Peter Finch’es wide-eyed, frantic performance as newsman Howard Beale in Sidney Lumet’s “Network” became a touchstone for North America in 1976 because we too were “mad as hell and not going to take it anymore.”
Vietnam was over, though the vets were struggling with their various personal horrors. Nixon had resigned, leaving a mistrustful America in his wake. And up here in Canada, we were dealing with a Prime Minister who was often more playboy than politician. Lumet’s searing film, from an original screenplay by Paddy Chayevsky, was timely indeed.
Whispers of a posthumous Oscar have circulated Heath Ledger’s performance in “The Dark Knight” for weeks now, bringing Finch’s seizure of the Best Actor trophy back to the forefront of discussion. But was Finch’s win a recognition of the performance or was it fueled by his unfortunate dead in January of 1977?
His role was hardly a lead, but Finch insisted on being campaigned as such, rather than supporting, which is where he belonged. William Holden was arguably the true male lead of the film, and brilliant in the part.

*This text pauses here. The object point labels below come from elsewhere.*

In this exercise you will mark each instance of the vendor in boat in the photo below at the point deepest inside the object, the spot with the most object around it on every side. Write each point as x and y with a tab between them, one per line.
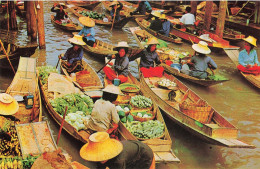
73	55
248	60
143	7
149	58
166	26
60	13
104	115
199	63
113	154
116	6
120	69
156	24
88	31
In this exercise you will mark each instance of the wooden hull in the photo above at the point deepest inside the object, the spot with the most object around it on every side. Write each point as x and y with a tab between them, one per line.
217	130
72	27
120	24
25	82
145	25
95	84
81	135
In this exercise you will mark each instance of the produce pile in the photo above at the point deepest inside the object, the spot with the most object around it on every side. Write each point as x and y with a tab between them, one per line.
92	14
44	72
146	130
140	101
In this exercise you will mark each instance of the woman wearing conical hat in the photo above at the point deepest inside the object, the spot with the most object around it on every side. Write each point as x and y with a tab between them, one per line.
73	56
248	60
114	154
88	31
200	62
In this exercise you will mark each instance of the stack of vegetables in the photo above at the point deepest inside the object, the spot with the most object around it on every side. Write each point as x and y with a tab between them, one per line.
79	108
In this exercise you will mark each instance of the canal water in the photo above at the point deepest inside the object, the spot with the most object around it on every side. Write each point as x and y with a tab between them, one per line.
237	100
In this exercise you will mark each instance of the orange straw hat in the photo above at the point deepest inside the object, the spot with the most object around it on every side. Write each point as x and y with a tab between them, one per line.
100	147
251	40
8	105
201	47
87	21
77	39
152	41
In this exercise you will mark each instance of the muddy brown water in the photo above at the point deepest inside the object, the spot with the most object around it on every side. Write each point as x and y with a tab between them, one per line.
237	100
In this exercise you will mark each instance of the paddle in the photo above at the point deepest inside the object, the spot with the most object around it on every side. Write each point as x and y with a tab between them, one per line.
7	56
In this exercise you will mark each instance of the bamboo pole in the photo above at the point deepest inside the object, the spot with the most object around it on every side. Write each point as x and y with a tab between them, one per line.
40	24
221	18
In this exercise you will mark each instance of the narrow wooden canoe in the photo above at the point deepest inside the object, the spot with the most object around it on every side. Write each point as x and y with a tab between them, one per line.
216	130
25	83
203	82
144	24
160	146
14	52
119	24
88	82
81	135
253	79
67	27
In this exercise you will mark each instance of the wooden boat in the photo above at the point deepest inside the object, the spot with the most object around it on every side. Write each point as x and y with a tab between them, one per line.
253	79
78	11
81	135
84	4
14	52
67	27
85	82
214	128
144	24
160	146
25	83
203	82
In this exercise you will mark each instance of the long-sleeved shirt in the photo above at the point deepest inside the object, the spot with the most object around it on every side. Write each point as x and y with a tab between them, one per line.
166	27
135	155
59	14
71	55
103	115
86	30
188	19
245	59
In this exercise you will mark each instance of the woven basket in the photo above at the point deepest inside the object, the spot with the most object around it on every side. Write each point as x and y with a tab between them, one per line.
137	118
200	113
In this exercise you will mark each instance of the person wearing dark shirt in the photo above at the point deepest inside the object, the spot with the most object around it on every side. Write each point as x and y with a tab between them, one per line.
111	153
116	8
60	13
120	69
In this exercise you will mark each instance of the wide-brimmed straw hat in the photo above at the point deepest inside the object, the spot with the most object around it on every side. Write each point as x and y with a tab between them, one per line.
112	89
152	41
201	47
77	39
251	40
8	105
101	148
87	21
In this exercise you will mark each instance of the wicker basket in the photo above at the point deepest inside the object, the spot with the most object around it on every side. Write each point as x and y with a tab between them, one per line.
199	112
137	118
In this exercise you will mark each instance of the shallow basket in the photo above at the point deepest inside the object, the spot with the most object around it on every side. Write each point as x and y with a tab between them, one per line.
200	113
137	118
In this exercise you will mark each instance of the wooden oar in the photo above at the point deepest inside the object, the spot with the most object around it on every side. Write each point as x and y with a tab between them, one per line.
7	57
61	125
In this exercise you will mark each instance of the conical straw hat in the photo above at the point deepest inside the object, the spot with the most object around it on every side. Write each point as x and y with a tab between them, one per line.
152	41
251	40
201	47
87	21
77	39
100	147
8	105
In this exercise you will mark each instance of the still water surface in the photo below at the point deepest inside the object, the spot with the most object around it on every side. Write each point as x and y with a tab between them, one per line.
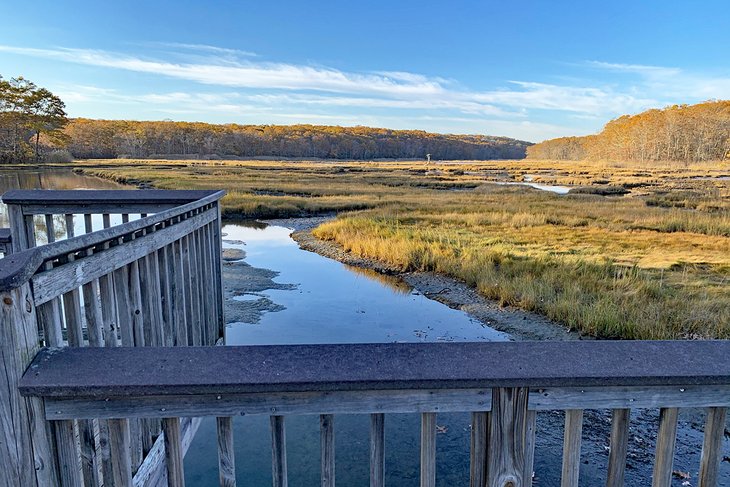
334	303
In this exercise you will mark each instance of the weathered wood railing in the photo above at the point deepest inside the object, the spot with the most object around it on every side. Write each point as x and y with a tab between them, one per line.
503	385
152	280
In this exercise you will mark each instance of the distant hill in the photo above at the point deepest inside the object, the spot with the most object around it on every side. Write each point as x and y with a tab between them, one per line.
685	133
118	138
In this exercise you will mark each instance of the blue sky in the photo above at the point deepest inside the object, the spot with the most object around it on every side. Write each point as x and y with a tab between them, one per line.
526	69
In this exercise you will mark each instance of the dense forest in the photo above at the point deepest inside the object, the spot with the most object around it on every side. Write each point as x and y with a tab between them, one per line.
118	138
685	133
31	120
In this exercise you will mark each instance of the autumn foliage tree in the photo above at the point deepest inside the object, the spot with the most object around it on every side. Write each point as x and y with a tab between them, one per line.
31	119
167	139
684	133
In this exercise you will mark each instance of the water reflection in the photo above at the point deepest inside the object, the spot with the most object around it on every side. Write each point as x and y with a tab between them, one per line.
335	303
393	283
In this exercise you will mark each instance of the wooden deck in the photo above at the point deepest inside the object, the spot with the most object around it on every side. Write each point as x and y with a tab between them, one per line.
108	345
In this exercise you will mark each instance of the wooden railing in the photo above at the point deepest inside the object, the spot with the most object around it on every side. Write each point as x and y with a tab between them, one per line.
503	385
152	280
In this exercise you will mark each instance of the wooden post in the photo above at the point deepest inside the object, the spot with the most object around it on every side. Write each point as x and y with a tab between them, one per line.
619	447
119	444
173	452
377	450
478	451
68	453
26	450
507	437
712	447
278	452
218	272
664	457
18	235
226	459
327	445
428	449
530	447
571	447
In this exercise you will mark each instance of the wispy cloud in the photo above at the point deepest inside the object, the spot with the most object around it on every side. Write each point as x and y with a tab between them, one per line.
241	86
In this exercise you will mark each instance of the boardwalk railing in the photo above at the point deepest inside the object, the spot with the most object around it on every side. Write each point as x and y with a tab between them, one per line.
74	279
503	385
76	408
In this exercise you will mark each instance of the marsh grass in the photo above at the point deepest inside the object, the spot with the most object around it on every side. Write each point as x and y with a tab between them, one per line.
653	264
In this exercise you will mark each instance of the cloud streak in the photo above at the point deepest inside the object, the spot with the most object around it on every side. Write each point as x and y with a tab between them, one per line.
237	85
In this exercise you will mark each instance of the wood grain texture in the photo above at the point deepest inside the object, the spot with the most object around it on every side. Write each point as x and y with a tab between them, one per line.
278	452
64	278
712	447
530	438
428	449
571	447
173	452
664	456
618	447
249	404
327	447
120	445
377	450
226	456
68	454
507	436
26	449
478	449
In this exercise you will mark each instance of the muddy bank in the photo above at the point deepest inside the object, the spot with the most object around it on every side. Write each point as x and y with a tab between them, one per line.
242	285
522	325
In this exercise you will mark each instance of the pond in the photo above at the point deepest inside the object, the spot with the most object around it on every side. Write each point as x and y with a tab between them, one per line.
318	300
325	301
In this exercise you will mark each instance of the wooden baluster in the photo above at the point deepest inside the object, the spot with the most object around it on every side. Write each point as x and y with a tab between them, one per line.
50	230
507	437
200	272
173	452
666	438
428	450
49	315
194	291
72	315
19	236
180	306
226	459
190	310
530	435
327	446
377	450
211	324
478	450
571	447
68	453
30	230
619	447
712	447
163	256
119	444
72	312
278	452
218	274
27	450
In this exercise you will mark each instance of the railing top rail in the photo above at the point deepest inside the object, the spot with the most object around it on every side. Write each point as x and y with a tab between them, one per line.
106	196
74	372
19	267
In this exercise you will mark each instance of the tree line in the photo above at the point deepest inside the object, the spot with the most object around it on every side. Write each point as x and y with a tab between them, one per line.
683	133
168	139
31	120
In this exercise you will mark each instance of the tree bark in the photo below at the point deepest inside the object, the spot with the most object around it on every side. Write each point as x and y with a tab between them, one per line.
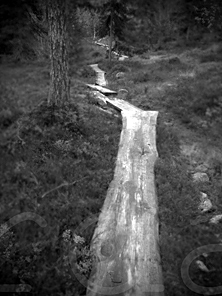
59	91
111	36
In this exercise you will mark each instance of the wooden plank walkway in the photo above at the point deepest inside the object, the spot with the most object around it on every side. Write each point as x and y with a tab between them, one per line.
126	240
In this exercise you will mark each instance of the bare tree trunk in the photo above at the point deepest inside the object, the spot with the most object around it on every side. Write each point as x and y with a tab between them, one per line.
59	91
111	36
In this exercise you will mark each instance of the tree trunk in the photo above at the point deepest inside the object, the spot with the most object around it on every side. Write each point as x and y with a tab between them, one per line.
111	36
59	91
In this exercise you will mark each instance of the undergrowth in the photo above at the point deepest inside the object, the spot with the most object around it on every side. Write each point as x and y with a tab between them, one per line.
57	164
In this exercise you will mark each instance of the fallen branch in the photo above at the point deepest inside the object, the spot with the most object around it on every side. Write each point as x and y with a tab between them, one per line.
62	185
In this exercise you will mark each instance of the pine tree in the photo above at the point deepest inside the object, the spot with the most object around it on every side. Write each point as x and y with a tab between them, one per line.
114	20
58	12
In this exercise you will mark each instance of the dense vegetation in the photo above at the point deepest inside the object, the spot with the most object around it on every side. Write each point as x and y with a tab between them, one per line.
57	162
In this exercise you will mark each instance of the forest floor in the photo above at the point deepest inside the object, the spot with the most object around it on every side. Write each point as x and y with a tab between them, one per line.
58	163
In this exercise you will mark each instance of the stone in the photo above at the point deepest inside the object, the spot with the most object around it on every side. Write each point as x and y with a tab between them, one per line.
205	203
120	75
201	168
200	177
122	94
216	219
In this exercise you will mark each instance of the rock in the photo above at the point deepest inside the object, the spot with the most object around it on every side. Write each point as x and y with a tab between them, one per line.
200	177
216	219
122	94
205	203
120	75
201	168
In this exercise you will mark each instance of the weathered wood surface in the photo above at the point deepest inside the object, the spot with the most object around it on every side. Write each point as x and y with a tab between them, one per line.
126	238
102	89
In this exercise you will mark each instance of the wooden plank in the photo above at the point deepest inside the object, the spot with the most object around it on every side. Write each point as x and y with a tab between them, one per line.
127	234
102	89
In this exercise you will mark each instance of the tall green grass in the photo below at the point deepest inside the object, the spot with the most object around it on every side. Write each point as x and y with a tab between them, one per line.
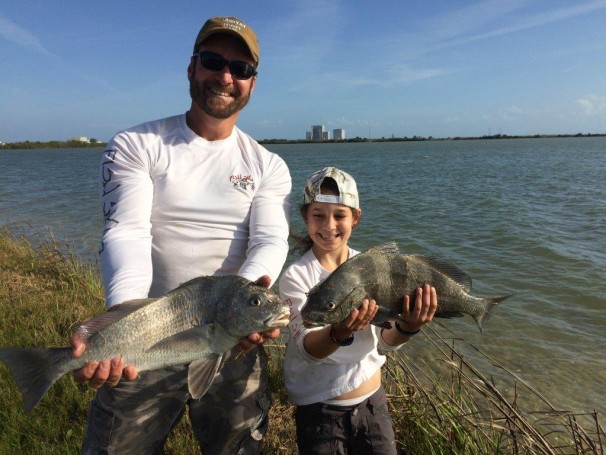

When Finch passed away, as hard as this sounds, then and only then did he become the frontrunner.
In the throes of a nervous breakdown, believing the voices he hears to be that of God, on screen less than the un-nominated Robert Duvall, Finch managed a victory I would wager squeezed out a number of more deserving portrayals.
Among them, no less than Robert De Niro for his astonishing work as Travis Bickle in “Taxi Driver,” one of the greatest performances ever put on film. And we knew that back then.
Though it’s an easy performance to dismiss now, Sylvester Stallone’s work in “Rocky” was unlike anything we had ever seen at the time and I remember comparisons to Marlon Brando!
William Holden was a more worthy contender opposite Finch in the film, and the wild card (if Finch was not) was Giancarlo Gianninni in Lina Wertmuller’s masterpiece “Seven Beauties.”
Strangely absent from the roster was the Duke’s swan song performance as a dying gunslinger in Don Siegel’s “The Shootist” and Dustin Hoffman as a pursued student in John Schlesinger’s thriller “Marathon Man”.
Now, before the guns get turned on me for this opinion of the late Mr. Finch, let me say that I think his performance is very good. I have no quibble with his work. But it’s simply not a lead role, and if qualified as such, certainly didn’t deserve to beat out Robert De Niro’s classic work.
But he did, in one of those pitiful Hollywood sentiments that give old men like George Burns Oscars for playing old men like George Burns. It drives me crazy.